Imagine stripping away the words to the point where you are just looking at the logic. There is the beauty. A is more likely than A plus B. Boil down your biases and see the truth as beauty.

Monday, July 01, 2013

GSKs Honesty Tour Rolls Into China

I mentioned here that GSK has a history of dishonesty. They obscured safety data on Avandia that put their patients at risk. They produce an antidepressant that spawns a book called "Side Effect", A Prosecutor, A Whistleblower, and A Best Selling Antidepressant on Trial. They pay three billion dollar fines from sales and marketing practices from the asthma drug Advair and other drugs. In this post I asked the question, "What kind of an evil organization are we dealing with here?"

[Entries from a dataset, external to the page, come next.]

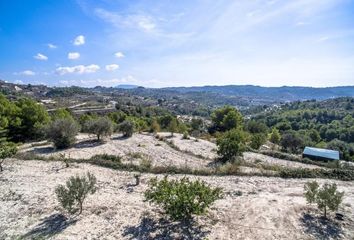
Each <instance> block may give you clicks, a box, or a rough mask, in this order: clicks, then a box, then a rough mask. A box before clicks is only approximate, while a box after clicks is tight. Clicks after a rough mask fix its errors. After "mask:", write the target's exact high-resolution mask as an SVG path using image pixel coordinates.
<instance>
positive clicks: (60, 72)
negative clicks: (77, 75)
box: [55, 64, 100, 75]
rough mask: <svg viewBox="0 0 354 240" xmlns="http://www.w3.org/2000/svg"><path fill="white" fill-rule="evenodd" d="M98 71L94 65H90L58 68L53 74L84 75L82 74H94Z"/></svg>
mask: <svg viewBox="0 0 354 240" xmlns="http://www.w3.org/2000/svg"><path fill="white" fill-rule="evenodd" d="M99 69H100V67H99V66H98V65H96V64H91V65H87V66H84V65H77V66H73V67H58V68H57V69H56V70H55V72H56V73H57V74H59V75H65V74H69V73H76V74H84V73H95V72H97V71H98V70H99Z"/></svg>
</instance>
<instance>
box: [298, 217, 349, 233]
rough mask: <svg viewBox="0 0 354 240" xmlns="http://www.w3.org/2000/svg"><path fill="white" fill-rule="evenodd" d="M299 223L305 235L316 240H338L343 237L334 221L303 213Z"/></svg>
mask: <svg viewBox="0 0 354 240" xmlns="http://www.w3.org/2000/svg"><path fill="white" fill-rule="evenodd" d="M300 221H301V223H302V226H303V227H304V229H305V233H307V234H310V235H311V236H313V237H315V238H316V239H340V238H341V237H342V236H343V229H342V227H341V225H340V223H338V222H336V221H335V220H332V219H327V218H324V217H322V216H313V215H311V214H308V213H304V214H303V215H302V216H301V218H300Z"/></svg>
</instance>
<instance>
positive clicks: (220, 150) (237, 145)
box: [216, 129, 247, 162]
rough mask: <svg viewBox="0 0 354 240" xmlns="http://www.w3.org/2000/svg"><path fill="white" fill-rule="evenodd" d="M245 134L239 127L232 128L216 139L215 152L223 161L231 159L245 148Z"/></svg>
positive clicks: (243, 150)
mask: <svg viewBox="0 0 354 240" xmlns="http://www.w3.org/2000/svg"><path fill="white" fill-rule="evenodd" d="M246 141H247V136H246V133H245V132H244V131H242V130H241V129H232V130H230V131H227V132H226V133H225V134H224V135H222V136H221V137H220V138H218V139H217V142H216V145H217V147H218V149H217V153H218V155H219V156H220V158H221V160H222V161H223V162H227V161H233V160H235V158H236V157H237V156H241V155H242V153H243V152H244V151H245V150H246Z"/></svg>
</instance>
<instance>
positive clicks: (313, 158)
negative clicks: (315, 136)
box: [302, 147, 339, 161]
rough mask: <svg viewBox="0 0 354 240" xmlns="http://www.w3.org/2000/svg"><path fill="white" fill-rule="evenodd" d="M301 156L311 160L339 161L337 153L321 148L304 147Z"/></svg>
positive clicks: (332, 151)
mask: <svg viewBox="0 0 354 240" xmlns="http://www.w3.org/2000/svg"><path fill="white" fill-rule="evenodd" d="M302 156H303V157H307V158H310V159H313V160H325V161H328V160H339V151H335V150H329V149H323V148H314V147H305V149H304V152H303V153H302Z"/></svg>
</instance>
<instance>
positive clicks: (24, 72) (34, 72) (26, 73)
mask: <svg viewBox="0 0 354 240" xmlns="http://www.w3.org/2000/svg"><path fill="white" fill-rule="evenodd" d="M18 74H19V75H25V76H34V75H36V73H35V72H33V71H31V70H25V71H22V72H20V73H18Z"/></svg>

China Probes Staff of GlaxoSmithKline After Corruption Claims Aired 
Corruption is rampant in China’s health system, according to industry insiders. Public hospital budgets depend on commissions from the sale of medicines and doctors’ low salaries are supplemented by payments from patients and kickbacks from equipment and drug suppliers.  
Corruption is rampant in GSKs sales and marketing department. We've established that fact with the $3 billion fine. Some things never change.

The whistleblower’s allegations, according to The Wall Street Journal, which broke the story, included claims about fees paid to doctors, both in kind and cash, and all-expense trips. The quid pro quo was prescription of Glaxo-supplied drugs. 
Who are the men and women behind the curtains that make The Great Wizard of GSK such a dishonest entity? While I think it would be a good idea to put them in jail and air their names so the consumers know who the bad guys are, I fear that the rest of the industry giants will end up standing at the prison gates when these guys get out of jail. They'll shuffle them off in limousines to corner offices in tall buildings throughout the world to seek new grifts.